With a hint of the flavour of English hedgerows and a modest 3 per cent alcohol contest, it is a version of one of the oldest drinks in Britain.
Elderflower, the flavour of some of the most popular drinks down the centuries, is making a comeback. For the past two weeks, hundreds of pickers in the West Country have been out harvesting the flowers of the elder tree for the Bottle Green Drinks Company which will turn two--and- a-half tons of the creamy white blooms into more than two million bottles of cordial, spritzer, presse or sparkling wine.
The company, which employs 24 people and began eight years ago, is planning to introduce the rest of the world to the taste of a drink that traditionally marks the start of summer. Exports to Canada and several European countries are in the pipeline. Pickers have been paid pounds 1 a pound for the flowers in one of the biggest harvests of elder for several years and most of it is being turned into non-alcoholic presse and cordial.

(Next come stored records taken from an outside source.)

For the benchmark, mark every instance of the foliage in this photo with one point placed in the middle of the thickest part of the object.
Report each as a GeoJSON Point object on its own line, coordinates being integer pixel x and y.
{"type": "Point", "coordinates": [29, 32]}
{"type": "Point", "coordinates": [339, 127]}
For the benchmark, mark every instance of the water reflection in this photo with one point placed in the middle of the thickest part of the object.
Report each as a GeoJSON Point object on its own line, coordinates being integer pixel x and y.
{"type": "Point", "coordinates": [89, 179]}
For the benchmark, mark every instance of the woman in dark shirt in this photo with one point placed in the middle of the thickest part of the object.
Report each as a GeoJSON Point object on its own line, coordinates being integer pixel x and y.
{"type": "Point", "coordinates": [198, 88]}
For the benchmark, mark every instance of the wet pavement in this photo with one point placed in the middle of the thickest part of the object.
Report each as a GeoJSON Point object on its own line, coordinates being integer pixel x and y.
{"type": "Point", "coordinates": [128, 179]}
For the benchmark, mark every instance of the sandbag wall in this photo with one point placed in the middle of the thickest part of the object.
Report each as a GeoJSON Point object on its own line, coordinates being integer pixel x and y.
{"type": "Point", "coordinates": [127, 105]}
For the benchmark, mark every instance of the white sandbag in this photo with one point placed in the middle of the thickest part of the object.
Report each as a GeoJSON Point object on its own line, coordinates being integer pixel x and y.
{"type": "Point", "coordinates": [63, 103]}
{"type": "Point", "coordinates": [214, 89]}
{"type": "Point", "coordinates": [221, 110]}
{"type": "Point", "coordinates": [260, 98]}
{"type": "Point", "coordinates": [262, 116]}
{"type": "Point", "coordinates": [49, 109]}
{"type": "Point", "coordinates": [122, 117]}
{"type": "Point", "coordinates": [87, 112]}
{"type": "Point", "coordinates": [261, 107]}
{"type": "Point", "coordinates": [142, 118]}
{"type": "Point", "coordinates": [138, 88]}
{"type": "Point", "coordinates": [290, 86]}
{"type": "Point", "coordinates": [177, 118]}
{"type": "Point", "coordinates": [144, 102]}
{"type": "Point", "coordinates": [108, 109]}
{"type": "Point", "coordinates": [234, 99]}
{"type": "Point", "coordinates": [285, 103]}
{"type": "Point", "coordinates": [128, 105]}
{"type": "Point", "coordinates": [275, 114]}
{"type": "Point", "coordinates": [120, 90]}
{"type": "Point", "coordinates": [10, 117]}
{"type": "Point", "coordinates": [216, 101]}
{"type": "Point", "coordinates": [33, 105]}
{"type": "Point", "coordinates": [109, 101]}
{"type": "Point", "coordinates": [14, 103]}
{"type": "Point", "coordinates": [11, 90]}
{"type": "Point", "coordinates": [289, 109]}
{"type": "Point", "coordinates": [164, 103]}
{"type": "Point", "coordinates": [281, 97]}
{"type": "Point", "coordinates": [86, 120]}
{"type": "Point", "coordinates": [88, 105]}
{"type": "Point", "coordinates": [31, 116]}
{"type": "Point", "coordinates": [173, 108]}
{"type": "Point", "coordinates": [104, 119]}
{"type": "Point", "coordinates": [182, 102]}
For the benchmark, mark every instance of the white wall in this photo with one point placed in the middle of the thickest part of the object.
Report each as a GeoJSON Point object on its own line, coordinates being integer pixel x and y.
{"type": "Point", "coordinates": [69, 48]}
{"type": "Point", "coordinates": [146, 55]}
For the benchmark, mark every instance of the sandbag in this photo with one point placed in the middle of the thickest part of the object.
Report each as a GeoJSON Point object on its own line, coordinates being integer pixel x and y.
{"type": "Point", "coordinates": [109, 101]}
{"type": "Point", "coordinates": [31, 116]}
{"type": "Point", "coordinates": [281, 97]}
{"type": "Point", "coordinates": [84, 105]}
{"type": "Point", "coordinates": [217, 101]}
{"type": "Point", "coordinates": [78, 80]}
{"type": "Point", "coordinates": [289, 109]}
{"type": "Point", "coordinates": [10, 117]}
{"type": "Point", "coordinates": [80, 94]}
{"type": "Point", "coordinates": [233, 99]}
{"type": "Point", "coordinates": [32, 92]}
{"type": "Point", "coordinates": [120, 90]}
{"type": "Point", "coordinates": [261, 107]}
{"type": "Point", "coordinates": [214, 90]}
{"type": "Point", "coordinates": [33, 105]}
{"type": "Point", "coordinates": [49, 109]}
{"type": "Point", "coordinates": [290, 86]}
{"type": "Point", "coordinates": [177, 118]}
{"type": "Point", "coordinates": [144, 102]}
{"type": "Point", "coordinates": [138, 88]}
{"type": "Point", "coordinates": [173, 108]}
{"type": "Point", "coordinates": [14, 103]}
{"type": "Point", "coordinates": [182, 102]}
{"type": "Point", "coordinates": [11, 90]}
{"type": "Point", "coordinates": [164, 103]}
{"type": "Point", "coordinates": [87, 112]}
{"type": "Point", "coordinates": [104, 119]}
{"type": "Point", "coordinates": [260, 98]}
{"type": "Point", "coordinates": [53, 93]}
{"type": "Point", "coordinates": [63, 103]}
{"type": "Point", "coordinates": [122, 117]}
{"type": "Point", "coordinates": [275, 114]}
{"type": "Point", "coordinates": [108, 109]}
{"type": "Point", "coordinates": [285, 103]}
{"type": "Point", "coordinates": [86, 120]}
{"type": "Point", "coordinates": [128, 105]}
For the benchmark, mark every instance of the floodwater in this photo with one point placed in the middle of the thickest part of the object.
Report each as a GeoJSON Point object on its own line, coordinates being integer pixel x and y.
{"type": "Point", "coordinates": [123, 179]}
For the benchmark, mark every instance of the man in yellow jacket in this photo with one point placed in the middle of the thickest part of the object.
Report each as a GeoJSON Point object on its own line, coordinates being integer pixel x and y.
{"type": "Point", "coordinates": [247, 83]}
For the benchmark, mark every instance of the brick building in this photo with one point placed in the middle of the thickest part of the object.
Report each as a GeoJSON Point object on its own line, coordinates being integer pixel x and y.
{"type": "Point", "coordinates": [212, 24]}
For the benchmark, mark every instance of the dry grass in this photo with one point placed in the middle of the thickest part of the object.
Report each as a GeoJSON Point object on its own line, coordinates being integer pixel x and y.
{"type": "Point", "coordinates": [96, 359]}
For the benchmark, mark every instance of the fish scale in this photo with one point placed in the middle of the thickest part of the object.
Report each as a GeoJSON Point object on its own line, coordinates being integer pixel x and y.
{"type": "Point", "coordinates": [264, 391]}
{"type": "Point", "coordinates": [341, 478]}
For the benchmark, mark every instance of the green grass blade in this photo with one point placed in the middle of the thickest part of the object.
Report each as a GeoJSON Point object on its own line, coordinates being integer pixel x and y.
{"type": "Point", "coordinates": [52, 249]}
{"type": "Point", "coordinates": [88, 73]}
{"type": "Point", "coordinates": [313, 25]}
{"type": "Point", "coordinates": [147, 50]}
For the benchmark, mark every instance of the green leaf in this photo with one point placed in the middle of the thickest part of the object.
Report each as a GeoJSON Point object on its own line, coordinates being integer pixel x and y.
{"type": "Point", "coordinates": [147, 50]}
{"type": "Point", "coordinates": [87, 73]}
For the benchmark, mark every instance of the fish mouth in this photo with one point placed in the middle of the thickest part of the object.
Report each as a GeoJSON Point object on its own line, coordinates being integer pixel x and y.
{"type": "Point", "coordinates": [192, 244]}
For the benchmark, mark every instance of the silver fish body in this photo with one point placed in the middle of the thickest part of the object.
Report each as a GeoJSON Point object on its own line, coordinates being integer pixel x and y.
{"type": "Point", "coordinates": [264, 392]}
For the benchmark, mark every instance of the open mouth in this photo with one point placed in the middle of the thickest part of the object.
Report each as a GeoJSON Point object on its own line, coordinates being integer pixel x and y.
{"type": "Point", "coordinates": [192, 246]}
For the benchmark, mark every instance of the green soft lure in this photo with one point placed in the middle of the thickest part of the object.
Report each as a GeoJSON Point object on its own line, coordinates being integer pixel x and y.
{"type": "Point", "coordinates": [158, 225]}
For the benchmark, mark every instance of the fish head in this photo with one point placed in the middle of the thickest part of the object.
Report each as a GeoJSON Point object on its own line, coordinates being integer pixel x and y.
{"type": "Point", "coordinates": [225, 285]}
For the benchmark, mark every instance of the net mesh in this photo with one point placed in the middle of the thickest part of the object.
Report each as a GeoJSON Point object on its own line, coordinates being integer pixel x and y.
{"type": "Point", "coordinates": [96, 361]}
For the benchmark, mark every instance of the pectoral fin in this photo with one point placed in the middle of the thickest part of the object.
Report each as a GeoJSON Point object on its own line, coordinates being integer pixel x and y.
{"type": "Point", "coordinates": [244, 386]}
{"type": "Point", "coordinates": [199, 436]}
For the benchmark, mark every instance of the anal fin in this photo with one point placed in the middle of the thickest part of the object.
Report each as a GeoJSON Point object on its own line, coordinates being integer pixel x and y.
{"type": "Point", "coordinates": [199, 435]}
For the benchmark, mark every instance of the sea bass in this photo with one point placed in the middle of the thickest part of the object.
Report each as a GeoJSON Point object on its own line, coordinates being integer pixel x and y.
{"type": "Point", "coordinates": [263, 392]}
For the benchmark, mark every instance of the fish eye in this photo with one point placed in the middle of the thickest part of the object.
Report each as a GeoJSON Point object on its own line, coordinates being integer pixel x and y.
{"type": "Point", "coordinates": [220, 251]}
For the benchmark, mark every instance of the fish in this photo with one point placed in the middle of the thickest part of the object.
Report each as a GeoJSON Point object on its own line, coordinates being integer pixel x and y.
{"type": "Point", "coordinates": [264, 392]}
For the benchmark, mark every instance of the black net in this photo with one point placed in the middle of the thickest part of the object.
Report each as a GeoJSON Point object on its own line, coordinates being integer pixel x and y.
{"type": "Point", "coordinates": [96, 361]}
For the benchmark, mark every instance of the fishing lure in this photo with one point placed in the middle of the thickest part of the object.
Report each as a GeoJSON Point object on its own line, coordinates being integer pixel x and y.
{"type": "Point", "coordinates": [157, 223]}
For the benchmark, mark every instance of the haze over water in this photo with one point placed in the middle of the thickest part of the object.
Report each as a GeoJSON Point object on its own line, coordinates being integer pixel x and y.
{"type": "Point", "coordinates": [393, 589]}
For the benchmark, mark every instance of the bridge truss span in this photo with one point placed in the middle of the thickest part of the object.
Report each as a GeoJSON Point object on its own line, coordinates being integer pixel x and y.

Pauline Edgington, general manager of the company, said: "When we get the flowers we put them into vats, add natural sugar solution and mix it all up. It gets stirred for several days before it is stored. We need the elderflower fresh and in peak condition. If it is picked and stored in plastic bags it begins to go off. Elderflower seems to thrive in the soil in the Cotswolds. We pay by the pound and an average-size bucket contains around two-and-a-half pounds. We have had a huge cross- section of people helping us: ladies with wicker baskets on the front of bicycles, families with children, unemployed young men and students."
A Wiltshire recipe:
Take a one-gallon jar and put in sufficient elderflower to cover the bottom.
Add a gallon of water, one pound of sugar and two tablespoons of white wine vinegar or cider vinegar. Stir until sugar dissolves, cover, and leave for one day. Strain and bottle.
Cordial is drinkable within two weeks. Serve diluted with still or sparkling water, or with white wine, and ice and a slice of lemon.
Elderflower sparkling wine:
Six or more elderflower heads, two pounds of sugar, two tablespoons of white vinegar, two large lemons, sliced, and one gallon of cold water.
Pick the heads as the flowers start to open in the morning.
1) Put all the ingredients into a fermenting bowl. 2) Cover and leave to stand for 24 hrs in a warm place. 3) Strain and bottle. The longer it is left the more bubbles will form.